University in the 1960s was magical. One time at the Old Hill Plaza George Harrison held my hand – what more could a girl want in life?
After university, my career started with slot machines. I’d set up a business to service these machines in cafes. We started being asked about a new game called Space Invaders, so went to a trade show in Japan and ended up forming a joint Japanese company, which was the first to bring Space Invaders to the UK.
We had to file down the slots, which were just big enough for Yen, so that 10 pence pieces could fit in. Everyone wanted one and we found ourselves airlifting these arcade games to businesses all over the UK.

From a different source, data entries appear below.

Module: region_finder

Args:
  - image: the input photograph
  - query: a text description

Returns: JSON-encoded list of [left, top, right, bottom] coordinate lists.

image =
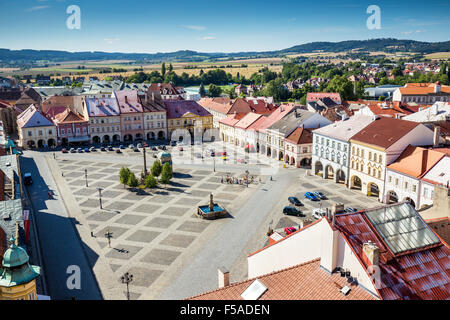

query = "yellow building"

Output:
[[0, 238, 41, 300], [164, 100, 215, 141]]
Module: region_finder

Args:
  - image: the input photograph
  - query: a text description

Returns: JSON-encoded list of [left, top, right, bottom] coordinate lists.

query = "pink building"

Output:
[[113, 90, 144, 141], [47, 107, 90, 145]]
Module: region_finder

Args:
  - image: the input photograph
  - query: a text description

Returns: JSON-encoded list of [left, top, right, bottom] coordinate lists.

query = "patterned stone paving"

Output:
[[58, 160, 256, 299]]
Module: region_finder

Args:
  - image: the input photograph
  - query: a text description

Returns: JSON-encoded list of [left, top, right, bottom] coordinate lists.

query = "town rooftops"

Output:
[[86, 98, 120, 117], [403, 102, 450, 122], [17, 105, 54, 128], [234, 112, 262, 129], [350, 117, 420, 149], [187, 259, 376, 300], [388, 145, 445, 178], [306, 92, 342, 104], [114, 90, 143, 114], [164, 100, 211, 119], [286, 128, 312, 144], [335, 203, 450, 300]]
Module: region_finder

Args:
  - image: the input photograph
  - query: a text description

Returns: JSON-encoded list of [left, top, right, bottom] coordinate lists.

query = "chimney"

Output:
[[217, 267, 230, 288], [363, 240, 380, 266], [433, 126, 441, 148]]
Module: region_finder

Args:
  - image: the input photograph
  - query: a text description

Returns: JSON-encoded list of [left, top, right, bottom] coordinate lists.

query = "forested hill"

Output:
[[0, 39, 450, 63]]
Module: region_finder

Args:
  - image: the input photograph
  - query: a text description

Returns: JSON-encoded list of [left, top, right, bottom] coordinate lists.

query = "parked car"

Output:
[[284, 227, 297, 236], [305, 192, 319, 201], [313, 191, 327, 200], [23, 172, 33, 186], [283, 207, 303, 217], [312, 209, 327, 219], [288, 197, 303, 206]]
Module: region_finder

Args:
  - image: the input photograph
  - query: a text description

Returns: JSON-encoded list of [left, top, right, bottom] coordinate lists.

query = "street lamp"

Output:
[[105, 229, 112, 248], [97, 188, 103, 210], [120, 272, 133, 300]]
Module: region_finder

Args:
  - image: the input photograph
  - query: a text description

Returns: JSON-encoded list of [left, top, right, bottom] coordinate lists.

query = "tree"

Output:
[[119, 167, 131, 188], [198, 82, 206, 98], [144, 174, 158, 189], [161, 163, 173, 185], [127, 172, 139, 188], [150, 161, 162, 178], [208, 84, 222, 98]]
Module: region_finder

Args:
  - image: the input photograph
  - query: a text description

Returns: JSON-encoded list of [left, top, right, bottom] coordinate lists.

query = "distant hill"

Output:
[[0, 38, 450, 63]]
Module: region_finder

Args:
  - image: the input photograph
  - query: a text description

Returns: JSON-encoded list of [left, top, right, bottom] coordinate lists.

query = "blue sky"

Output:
[[0, 0, 450, 53]]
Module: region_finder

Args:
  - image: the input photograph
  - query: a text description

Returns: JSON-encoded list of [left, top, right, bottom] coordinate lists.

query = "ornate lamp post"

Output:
[[120, 272, 133, 300], [105, 229, 112, 248]]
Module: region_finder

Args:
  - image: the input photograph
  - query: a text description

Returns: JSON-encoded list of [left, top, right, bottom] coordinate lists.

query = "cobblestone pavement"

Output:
[[57, 157, 264, 299]]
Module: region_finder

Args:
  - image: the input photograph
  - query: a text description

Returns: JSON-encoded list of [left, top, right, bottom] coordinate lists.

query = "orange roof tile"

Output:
[[187, 259, 377, 300], [388, 145, 445, 178]]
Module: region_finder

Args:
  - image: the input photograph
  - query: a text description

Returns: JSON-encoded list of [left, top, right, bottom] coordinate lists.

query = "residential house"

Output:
[[148, 82, 186, 100], [17, 105, 58, 148], [392, 81, 450, 104], [191, 203, 450, 300], [349, 117, 434, 202], [82, 98, 122, 144], [47, 107, 91, 146], [164, 100, 214, 143], [113, 90, 144, 141], [312, 115, 373, 186], [266, 107, 331, 161], [284, 127, 313, 168], [384, 146, 450, 209]]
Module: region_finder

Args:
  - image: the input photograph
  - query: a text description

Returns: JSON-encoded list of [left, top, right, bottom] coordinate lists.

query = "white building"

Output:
[[312, 115, 374, 186]]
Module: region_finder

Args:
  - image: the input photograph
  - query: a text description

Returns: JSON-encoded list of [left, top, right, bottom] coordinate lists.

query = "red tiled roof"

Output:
[[388, 145, 445, 178], [187, 259, 376, 300], [286, 128, 312, 144], [350, 117, 420, 149], [336, 212, 450, 300]]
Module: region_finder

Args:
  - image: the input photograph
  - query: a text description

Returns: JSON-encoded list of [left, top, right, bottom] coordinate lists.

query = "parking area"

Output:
[[56, 156, 267, 299]]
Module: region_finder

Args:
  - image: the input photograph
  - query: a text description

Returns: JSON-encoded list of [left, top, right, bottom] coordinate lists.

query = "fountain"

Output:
[[197, 193, 227, 219]]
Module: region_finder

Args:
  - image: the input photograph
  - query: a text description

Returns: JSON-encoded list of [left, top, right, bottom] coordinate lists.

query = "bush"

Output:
[[144, 174, 158, 189], [128, 172, 139, 188]]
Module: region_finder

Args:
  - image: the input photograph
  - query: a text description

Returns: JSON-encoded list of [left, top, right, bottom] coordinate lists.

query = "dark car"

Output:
[[288, 197, 303, 206], [23, 173, 33, 186], [283, 207, 303, 217]]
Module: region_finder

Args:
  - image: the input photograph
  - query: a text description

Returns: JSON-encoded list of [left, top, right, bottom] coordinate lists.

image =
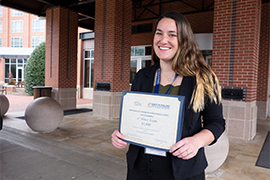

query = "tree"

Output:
[[24, 42, 45, 95]]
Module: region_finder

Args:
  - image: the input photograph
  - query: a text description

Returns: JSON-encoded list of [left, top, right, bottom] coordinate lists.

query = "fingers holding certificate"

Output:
[[119, 91, 184, 151]]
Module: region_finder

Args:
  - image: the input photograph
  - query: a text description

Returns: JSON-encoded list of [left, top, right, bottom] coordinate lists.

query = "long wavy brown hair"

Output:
[[152, 12, 221, 112]]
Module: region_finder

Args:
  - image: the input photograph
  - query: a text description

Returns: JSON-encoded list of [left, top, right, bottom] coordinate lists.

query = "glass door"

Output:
[[16, 67, 24, 82]]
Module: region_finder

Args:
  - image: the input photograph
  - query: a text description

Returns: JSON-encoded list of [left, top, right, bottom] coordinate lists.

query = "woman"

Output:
[[112, 12, 225, 180]]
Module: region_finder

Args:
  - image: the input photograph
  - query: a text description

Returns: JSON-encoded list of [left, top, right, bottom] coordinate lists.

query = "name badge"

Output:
[[144, 148, 166, 157]]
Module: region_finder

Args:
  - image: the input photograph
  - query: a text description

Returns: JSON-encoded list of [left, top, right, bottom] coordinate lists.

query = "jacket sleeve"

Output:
[[202, 102, 225, 145]]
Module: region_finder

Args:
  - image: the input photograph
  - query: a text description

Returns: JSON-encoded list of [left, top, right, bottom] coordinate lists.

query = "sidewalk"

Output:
[[0, 95, 270, 180]]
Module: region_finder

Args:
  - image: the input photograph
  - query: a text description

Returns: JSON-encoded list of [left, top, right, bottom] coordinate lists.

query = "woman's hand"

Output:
[[170, 137, 201, 159], [112, 129, 127, 149], [170, 129, 215, 159]]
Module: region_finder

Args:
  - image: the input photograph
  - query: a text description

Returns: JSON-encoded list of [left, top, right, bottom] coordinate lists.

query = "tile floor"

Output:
[[1, 95, 270, 180]]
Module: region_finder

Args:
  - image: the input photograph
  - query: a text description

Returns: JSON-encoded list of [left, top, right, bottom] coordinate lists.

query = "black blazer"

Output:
[[127, 64, 225, 180]]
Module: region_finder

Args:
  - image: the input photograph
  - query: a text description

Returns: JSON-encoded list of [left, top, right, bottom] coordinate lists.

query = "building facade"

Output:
[[0, 6, 46, 83], [0, 0, 270, 140]]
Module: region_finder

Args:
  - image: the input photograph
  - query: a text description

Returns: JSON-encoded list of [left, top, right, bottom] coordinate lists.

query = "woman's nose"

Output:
[[161, 35, 168, 43]]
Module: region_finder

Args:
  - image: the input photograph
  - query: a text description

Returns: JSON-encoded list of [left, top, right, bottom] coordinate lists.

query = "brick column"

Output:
[[93, 0, 132, 119], [257, 2, 270, 120], [45, 6, 78, 110], [212, 0, 261, 140]]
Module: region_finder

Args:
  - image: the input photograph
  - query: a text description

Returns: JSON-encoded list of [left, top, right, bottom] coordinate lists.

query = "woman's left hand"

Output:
[[170, 129, 215, 159], [170, 137, 201, 159]]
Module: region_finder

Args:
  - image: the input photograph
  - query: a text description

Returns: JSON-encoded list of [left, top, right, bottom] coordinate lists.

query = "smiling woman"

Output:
[[112, 12, 225, 180]]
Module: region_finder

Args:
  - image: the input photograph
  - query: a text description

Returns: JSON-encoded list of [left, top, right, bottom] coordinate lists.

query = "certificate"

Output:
[[119, 91, 185, 151]]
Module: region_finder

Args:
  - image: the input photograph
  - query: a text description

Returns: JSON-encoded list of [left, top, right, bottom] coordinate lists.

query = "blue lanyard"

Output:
[[154, 67, 178, 94]]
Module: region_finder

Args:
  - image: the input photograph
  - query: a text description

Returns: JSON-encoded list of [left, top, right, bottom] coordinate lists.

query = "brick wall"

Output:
[[0, 58, 5, 81], [212, 0, 261, 102], [94, 0, 132, 92], [257, 3, 270, 101], [45, 7, 78, 88]]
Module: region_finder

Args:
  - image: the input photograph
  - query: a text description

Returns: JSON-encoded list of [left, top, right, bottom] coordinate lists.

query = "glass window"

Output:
[[11, 20, 23, 33], [130, 46, 152, 56], [84, 51, 90, 58], [135, 46, 145, 56], [5, 59, 27, 83], [0, 6, 3, 17], [11, 37, 23, 47], [84, 50, 94, 88], [130, 47, 135, 56], [32, 19, 45, 32], [11, 9, 23, 17], [32, 36, 44, 47], [0, 21, 3, 33], [130, 60, 137, 83]]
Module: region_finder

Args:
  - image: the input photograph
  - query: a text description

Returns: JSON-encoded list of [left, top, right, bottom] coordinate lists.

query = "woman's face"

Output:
[[153, 18, 178, 61]]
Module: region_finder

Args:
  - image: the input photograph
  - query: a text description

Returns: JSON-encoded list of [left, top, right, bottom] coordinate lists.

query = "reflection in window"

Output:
[[0, 6, 3, 17], [130, 46, 152, 56], [129, 60, 137, 83], [0, 21, 3, 33], [11, 37, 23, 47], [5, 58, 27, 83], [32, 19, 45, 32], [32, 36, 44, 47], [84, 50, 94, 88], [11, 20, 23, 33], [11, 9, 23, 17]]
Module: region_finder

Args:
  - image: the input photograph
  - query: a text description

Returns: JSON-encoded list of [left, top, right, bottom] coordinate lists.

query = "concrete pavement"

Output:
[[0, 127, 126, 180]]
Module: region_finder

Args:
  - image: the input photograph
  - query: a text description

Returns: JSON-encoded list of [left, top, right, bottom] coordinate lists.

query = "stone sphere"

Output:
[[25, 97, 64, 133], [205, 132, 229, 173], [0, 93, 9, 117]]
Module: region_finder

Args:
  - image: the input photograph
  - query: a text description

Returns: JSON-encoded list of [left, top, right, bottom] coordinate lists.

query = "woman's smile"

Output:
[[153, 18, 178, 61]]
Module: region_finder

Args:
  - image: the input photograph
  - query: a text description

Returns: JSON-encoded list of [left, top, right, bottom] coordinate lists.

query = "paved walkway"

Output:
[[0, 94, 270, 180]]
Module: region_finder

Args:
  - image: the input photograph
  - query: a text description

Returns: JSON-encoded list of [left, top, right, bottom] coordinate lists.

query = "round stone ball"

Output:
[[25, 97, 64, 133], [0, 93, 9, 117], [205, 132, 229, 173]]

It was a crazy time. We had two Japanese colleagues living with us, one dealing with imports and exports, the other with technical issues. Because of this my children picked up Japanese.
Later we decided to just import the electronic components and build the machines in the UK at Ace Coin Equipment Ltd in South Wales. This meant we needed to design a circuit board for the new range of machines, which led to my first association with Cambridge. One of our directors, Keith Arnold, knew of two young men, Hermann Hauser and Chris Curry in Cambridge who were paid £20,000 to design the new board. With this money they founded Acorn Computers.
Haute couture hats have been my most recent business venture. I served as Executive Chairman of, and was a major shareholder in, Philip Treacy Ltd. Philip’s couture hats have been worn by royals and celebrities and are widely regarded as works of art. I have some hanging on my wall at home.
I sometimes feel like someone who wears lots of metaphorical hats. A year or so ago I did a course at Cambridge Judge Business School. We were asked what we would like to be doing in five years’ time. I wrote down: Magdalene College, sport and archaeology - my three loves. And here I am, organising alumni reunions, cheering on the girls on the river and supporting archaeological research. I love all my hats, real and metaphorical.
This profile is part of our This Cambridge Life series, which opens a window on to the people that make Cambridge University unique. Cooks, gardeners, students, archivists, professors, alumni: all have a story to share.
Pat is the Executive Director and a former Chairman of Cambridge University Women’s Boat Club, a Trustee of the Hawks’ Charitable Trust, and Director of the Executive Committee of the Ospreys. She is the Alumni Secretary and a Fellow Commoner of Magdalene College. She sits on the Management Board of the McDonald Institute for Archaeological Research and is a member of the Alumni Council at Cambridge Judge Business School.